Every season, nature provides us with exactly what we need to soak up great nutrition and stay healthy and focused for the weather ahead.
I LOVE spring. Not only because it’s a literal breath of fresh air, but spring is also Artichoke Season!
Have you seen an artichoke lately? Are they a magical food from the universe or what?!
So beautiful – like art, really – artichokes are best to eat in spring and summer. They’re a garden gem that truly heralds the dawn of spring.
And spring is all about letting go of winter heaviness. So let’s do it. With artichokes!
A few benefits about artichokes…
1. They’re key for renewing the body after a long, cold winter. You know the ones – when you spent way more time indoors, moving less, and eating heavy or hard to digest foods.
2. This versatile thistle (not a vegetable, as you may think) has amazing health benefits! Seriously, Artichoke benefits are endless.
3. Artichokes boost your immune system, strengthen your digestion, detoxify your body, improve liver health, and protect you against diseases like diabetes, cancer, atherosclerosis, heart attacks, and stroke.
Artichoke improves the true root of your health according to Ayurveda… digestion!
Plus, artichokes have an incredibly high antioxidant level! USDA ranks it #7 out of 1,000 plants! Can you imagine?
To see a full list of artichoke’s many benefits and nutritional value, click here.
How to Cook and Eat Artichoke to Enjoy its Full Benefits
Artichokes have to be cooked because they’re so hardy, tough and fibrous.
Prepare artichokes by steaming them, roasting them, baking them, or even boiling them. Once cooked, avoid consuming the tough parts of this plant, including its hairs.
Take a moment to appreciate the beauty and benefits of artichoke.
You can eat them to cleanse your body and… you can spruce them up for social gatherings.
Roasted or starring as a delicious dip, artichokes are perfect for a warm-weather backyard garden party, BBQ or picnic.

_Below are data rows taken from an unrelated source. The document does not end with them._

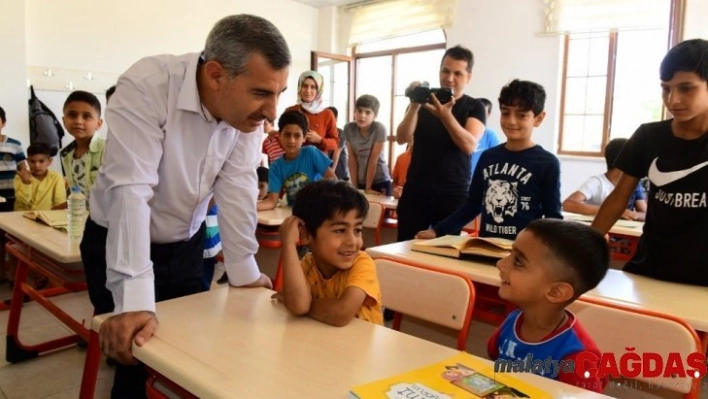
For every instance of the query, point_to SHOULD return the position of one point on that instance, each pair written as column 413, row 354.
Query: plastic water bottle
column 77, row 212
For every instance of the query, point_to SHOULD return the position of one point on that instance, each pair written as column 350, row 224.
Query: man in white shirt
column 181, row 128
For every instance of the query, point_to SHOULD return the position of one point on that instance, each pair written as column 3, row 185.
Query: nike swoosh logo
column 659, row 178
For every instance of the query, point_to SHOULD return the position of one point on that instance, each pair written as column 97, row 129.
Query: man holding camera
column 446, row 130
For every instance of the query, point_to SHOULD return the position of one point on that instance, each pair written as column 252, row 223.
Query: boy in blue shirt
column 552, row 263
column 516, row 182
column 298, row 166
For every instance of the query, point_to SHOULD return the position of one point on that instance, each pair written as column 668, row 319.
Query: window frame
column 676, row 18
column 394, row 53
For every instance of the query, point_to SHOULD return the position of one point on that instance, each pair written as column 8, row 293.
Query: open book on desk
column 456, row 246
column 56, row 218
column 460, row 376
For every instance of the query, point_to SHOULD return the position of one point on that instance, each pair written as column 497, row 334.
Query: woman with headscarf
column 323, row 125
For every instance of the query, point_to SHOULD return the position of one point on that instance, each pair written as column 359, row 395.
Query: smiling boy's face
column 81, row 120
column 337, row 243
column 528, row 275
column 39, row 164
column 518, row 124
column 291, row 139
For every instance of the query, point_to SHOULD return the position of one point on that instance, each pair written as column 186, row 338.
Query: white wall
column 109, row 36
column 695, row 25
column 13, row 80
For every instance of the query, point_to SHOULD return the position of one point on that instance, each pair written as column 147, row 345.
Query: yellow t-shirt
column 362, row 274
column 40, row 195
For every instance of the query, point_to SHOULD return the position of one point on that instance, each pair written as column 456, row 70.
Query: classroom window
column 385, row 68
column 611, row 85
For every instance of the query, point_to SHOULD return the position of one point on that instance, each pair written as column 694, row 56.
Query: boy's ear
column 560, row 292
column 539, row 118
column 305, row 236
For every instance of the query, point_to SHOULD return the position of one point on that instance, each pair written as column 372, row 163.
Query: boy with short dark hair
column 516, row 182
column 81, row 159
column 552, row 263
column 673, row 154
column 340, row 156
column 12, row 156
column 365, row 140
column 588, row 198
column 298, row 166
column 271, row 144
column 336, row 281
column 37, row 188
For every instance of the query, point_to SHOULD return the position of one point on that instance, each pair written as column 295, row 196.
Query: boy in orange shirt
column 336, row 281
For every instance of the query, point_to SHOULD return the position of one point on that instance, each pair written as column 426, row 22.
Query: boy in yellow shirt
column 81, row 159
column 336, row 281
column 38, row 188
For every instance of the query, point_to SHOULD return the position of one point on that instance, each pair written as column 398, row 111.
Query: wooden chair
column 615, row 328
column 430, row 294
column 374, row 220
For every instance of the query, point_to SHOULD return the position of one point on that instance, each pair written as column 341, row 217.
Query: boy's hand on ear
column 290, row 230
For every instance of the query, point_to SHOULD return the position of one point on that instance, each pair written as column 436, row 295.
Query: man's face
column 246, row 100
column 454, row 75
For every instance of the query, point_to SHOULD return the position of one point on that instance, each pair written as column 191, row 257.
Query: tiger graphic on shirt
column 501, row 199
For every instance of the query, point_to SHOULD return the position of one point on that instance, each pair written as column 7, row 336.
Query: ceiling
column 325, row 3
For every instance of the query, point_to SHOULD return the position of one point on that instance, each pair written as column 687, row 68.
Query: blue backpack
column 44, row 125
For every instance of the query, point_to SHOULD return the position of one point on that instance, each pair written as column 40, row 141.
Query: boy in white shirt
column 588, row 198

Artichoke’s Health Benefits
Artichokes are fat-flushing powerhouses!
Incredibly high in fiber, which makes them one of the liver’s best pals, artichoke’s alkaline qualities reduce inflammation, cleanse the blood and flush fatty, sludgy toxins from the body.
They’re rich in magnesium – a mineral we need lots of for relaxing the brain – and artichoke’s high-fiber content protects the liver by preventing re-absorption of toxins into the gut.
Not only this, artichokes are a diuretic – they reduce water retention and can even lower blood pressure by helping the body eliminate excess fluids.
The Best Way To Cook Artichokes
I love to steam artichokes because I usually incorporate them into my spring detox. But you can also bake and roast artichokes.
Roast artichokes at 400 degrees for about 45 minutes. Just before baking, toss them with melted coconut oil and fresh chopped garlic. Then smatter them with fresh lemon juice and olive oil to serve – see my full recipe below.
You can also steam artichokes until they’re fork-tender and serve with an herb-infused aioli.
I love to stir together fresh chopped garlic, chives, basil and rosemary, the juice of half a lemon, really good olive oil, a Tablespoon of vegan mayonnaise and high-quality salt to make a super health-enhancing aioli.
Artichoke Benefits From Ayurveda’s Point of View
Artichokes are astringent. If you don’t have a strong digestive fire, you might have a hard time digesting them entirely, which can cause gas or bloating.
The solution… Bake or roast artichokes and serve them with olive oil, lemon, garlic, and a smattering of digestive-supporting spices like cumin and turmeric. That will make a world of difference in how they digest.
Artichokes increase Vata (air and ether) while reducing Pitta (fire and water) and Kapha (water and earth). Their elemental constitution is V+PK-.
3 Ayurvedic Recipes to Enjoy Artichoke’s Many Benefits
Artichokes on their own don’t have a ton of flavor – so it’s something you’ve got to add when you cook, eat or both.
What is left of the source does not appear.